High CPU usage when attempting to connect to unavailable nodes

+3 votes

I believe I have identified a bug with the peer reconnection code. I have a node that has done nothing for the last month. A month ago I generated a few blocks and connected to it from a couple other nodes, but then shut those other nodes down. The main node has been attempting to reconnect to those 2 nodes for the last month, and spinning more and more of the CPU as each day goes by until it's using about 25% of the instance's CPU now. I got an alert about low CPU credits this morning and found this to be the problem when I investigated.

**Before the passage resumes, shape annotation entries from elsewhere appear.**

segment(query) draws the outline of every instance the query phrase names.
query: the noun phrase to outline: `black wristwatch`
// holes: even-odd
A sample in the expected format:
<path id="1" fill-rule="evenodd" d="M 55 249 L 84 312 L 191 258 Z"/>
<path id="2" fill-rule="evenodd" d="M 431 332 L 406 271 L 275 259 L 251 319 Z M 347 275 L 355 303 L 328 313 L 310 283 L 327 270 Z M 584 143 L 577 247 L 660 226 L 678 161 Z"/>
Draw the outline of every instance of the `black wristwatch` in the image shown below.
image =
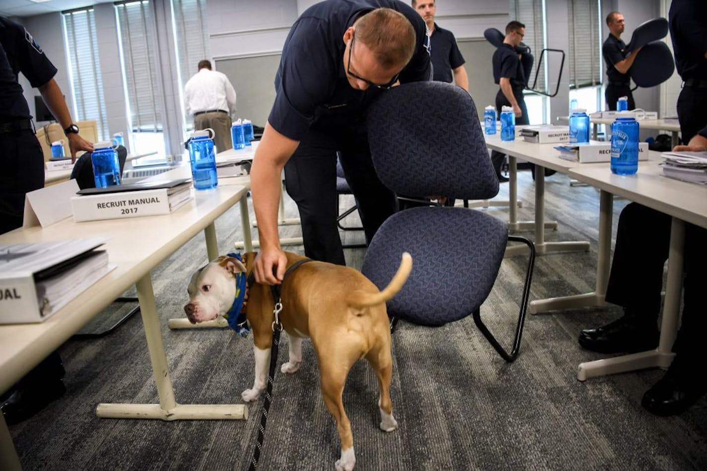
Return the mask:
<path id="1" fill-rule="evenodd" d="M 78 126 L 76 124 L 71 124 L 68 128 L 64 130 L 64 135 L 69 136 L 70 133 L 74 133 L 75 134 L 78 133 Z"/>

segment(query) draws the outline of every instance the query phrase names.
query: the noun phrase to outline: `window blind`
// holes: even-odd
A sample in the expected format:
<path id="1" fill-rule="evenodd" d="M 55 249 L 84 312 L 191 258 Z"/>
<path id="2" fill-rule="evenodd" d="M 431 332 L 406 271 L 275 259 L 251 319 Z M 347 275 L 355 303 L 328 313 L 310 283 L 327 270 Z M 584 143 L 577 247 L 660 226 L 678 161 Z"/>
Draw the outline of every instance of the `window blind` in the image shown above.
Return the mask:
<path id="1" fill-rule="evenodd" d="M 107 139 L 107 119 L 93 8 L 66 11 L 62 13 L 62 18 L 69 54 L 74 119 L 95 120 L 98 138 Z"/>
<path id="2" fill-rule="evenodd" d="M 602 83 L 602 38 L 599 0 L 571 0 L 569 16 L 570 88 Z"/>
<path id="3" fill-rule="evenodd" d="M 206 13 L 206 0 L 172 0 L 177 64 L 182 89 L 197 73 L 199 61 L 209 59 Z"/>
<path id="4" fill-rule="evenodd" d="M 153 6 L 149 0 L 115 5 L 132 131 L 161 131 L 164 104 Z"/>
<path id="5" fill-rule="evenodd" d="M 534 58 L 532 73 L 535 72 L 537 61 L 540 59 L 540 52 L 545 49 L 545 21 L 543 16 L 544 0 L 510 0 L 510 16 L 516 21 L 525 25 L 525 35 L 523 43 L 530 47 L 531 53 Z M 506 31 L 502 31 L 504 35 Z M 532 86 L 536 80 L 534 76 L 529 77 L 529 86 Z M 548 85 L 545 77 L 544 68 L 538 71 L 535 88 L 539 90 L 547 90 Z"/>

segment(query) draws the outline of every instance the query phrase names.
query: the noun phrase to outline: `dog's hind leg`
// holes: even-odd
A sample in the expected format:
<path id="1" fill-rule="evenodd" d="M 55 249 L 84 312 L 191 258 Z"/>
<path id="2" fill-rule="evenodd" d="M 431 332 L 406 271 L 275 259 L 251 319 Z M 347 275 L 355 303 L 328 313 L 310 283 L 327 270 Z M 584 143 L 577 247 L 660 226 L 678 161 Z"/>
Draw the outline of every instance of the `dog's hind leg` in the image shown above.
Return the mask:
<path id="1" fill-rule="evenodd" d="M 380 410 L 380 429 L 392 431 L 397 428 L 397 421 L 393 417 L 393 403 L 390 400 L 390 381 L 392 378 L 393 360 L 390 353 L 390 344 L 374 348 L 366 356 L 375 376 L 378 378 L 380 395 L 378 409 Z"/>
<path id="2" fill-rule="evenodd" d="M 337 471 L 351 471 L 356 464 L 356 453 L 354 452 L 354 435 L 351 434 L 351 422 L 344 410 L 342 395 L 344 386 L 346 384 L 346 375 L 349 369 L 356 362 L 356 359 L 341 359 L 342 362 L 337 361 L 336 358 L 329 358 L 326 362 L 320 363 L 320 375 L 322 381 L 322 395 L 324 403 L 334 420 L 337 421 L 337 430 L 339 431 L 339 439 L 341 442 L 341 455 L 334 463 Z M 326 364 L 323 364 L 326 363 Z M 348 363 L 348 367 L 344 365 Z"/>
<path id="3" fill-rule="evenodd" d="M 295 373 L 302 364 L 302 338 L 287 335 L 290 341 L 290 360 L 282 364 L 280 371 L 283 373 Z"/>

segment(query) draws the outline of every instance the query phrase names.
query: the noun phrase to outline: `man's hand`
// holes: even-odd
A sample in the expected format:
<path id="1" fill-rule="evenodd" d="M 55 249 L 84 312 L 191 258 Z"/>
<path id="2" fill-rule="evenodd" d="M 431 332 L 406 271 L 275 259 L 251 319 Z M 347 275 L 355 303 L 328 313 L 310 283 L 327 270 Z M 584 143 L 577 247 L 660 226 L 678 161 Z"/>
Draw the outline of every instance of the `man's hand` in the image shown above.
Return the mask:
<path id="1" fill-rule="evenodd" d="M 287 256 L 281 249 L 261 250 L 255 257 L 255 281 L 259 283 L 279 285 L 286 269 Z"/>
<path id="2" fill-rule="evenodd" d="M 76 133 L 69 133 L 66 136 L 69 139 L 69 148 L 71 153 L 71 163 L 76 161 L 76 153 L 79 150 L 93 152 L 93 144 L 88 142 Z"/>

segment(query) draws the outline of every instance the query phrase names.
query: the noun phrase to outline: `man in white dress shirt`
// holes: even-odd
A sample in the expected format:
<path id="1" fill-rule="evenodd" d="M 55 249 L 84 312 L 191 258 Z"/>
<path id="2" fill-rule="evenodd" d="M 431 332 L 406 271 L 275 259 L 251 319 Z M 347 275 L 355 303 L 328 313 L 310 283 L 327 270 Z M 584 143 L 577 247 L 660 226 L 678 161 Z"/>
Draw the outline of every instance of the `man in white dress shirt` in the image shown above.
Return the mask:
<path id="1" fill-rule="evenodd" d="M 228 78 L 211 70 L 211 63 L 199 61 L 199 71 L 184 86 L 185 107 L 194 115 L 194 129 L 211 128 L 218 152 L 233 147 L 230 115 L 235 111 L 235 90 Z"/>

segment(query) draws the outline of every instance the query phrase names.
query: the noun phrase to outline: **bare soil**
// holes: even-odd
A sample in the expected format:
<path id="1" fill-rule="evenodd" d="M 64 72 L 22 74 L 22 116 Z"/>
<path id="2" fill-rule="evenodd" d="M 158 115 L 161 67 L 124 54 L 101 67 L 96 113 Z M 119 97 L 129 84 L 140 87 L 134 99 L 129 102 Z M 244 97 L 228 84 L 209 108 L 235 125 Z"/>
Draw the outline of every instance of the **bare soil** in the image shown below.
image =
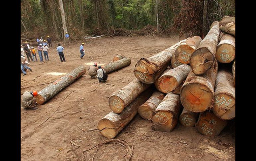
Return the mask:
<path id="1" fill-rule="evenodd" d="M 114 86 L 99 86 L 97 80 L 86 73 L 38 109 L 21 107 L 21 160 L 91 160 L 96 148 L 85 152 L 82 159 L 82 151 L 109 139 L 97 130 L 83 132 L 77 126 L 86 130 L 97 128 L 99 121 L 111 111 L 108 104 L 111 94 L 135 78 L 133 69 L 138 60 L 156 54 L 179 41 L 175 36 L 90 39 L 84 41 L 85 56 L 83 59 L 79 57 L 81 42 L 73 42 L 63 45 L 65 63 L 61 62 L 56 51 L 57 43 L 55 43 L 51 48 L 50 61 L 43 64 L 31 62 L 33 71 L 28 70 L 24 76 L 21 74 L 21 95 L 25 91 L 40 91 L 48 84 L 39 85 L 54 81 L 79 65 L 108 63 L 116 54 L 131 58 L 132 64 L 109 74 L 107 83 Z M 38 54 L 37 56 L 39 59 Z M 36 127 L 74 90 L 50 119 Z M 232 126 L 226 127 L 218 136 L 209 138 L 194 127 L 185 127 L 179 123 L 171 132 L 154 131 L 152 124 L 138 115 L 115 138 L 133 145 L 132 160 L 235 160 L 235 135 Z M 71 140 L 79 147 L 70 143 Z M 124 148 L 119 144 L 100 145 L 94 160 L 124 160 L 125 153 Z"/>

When I run the node with `-debug` I see these lines repeated over and over again:

    net: Trying to connect to 123.123.123.123:6700
    net: trying connection 123.123.123.123:6700 lastseen=627.1hrs
    net: connect() to 123.123.123.123:6700 failed after select(): Connection refused (111)
    net: Connection not established
    net: Trying to connect to 192.168.1.49:6700
    net: trying connection 192.168.1.49:6700 lastseen=627.1hrs
    net: connection to 192.168.1.49:6700 timeout
    net: Connection not established

If I start the node in either `-offline` mode, or if I delete the `peers.dat` file before starting, it does not exhibit this behavior, and sits at 0% CPU like I expect for a node that only has 50 blocks, is not mining and has no actual peers.

This is with versions 2.0a5, 2.0a6, 2.0a7 and 2.0b1.

I also tested copying the .multichain directory to another instance on a newer version of Ubuntu (bionic instead of xenial), and a non-vm computer, and I get the same behavior.

This is a graph showing how it has escalated over the last month.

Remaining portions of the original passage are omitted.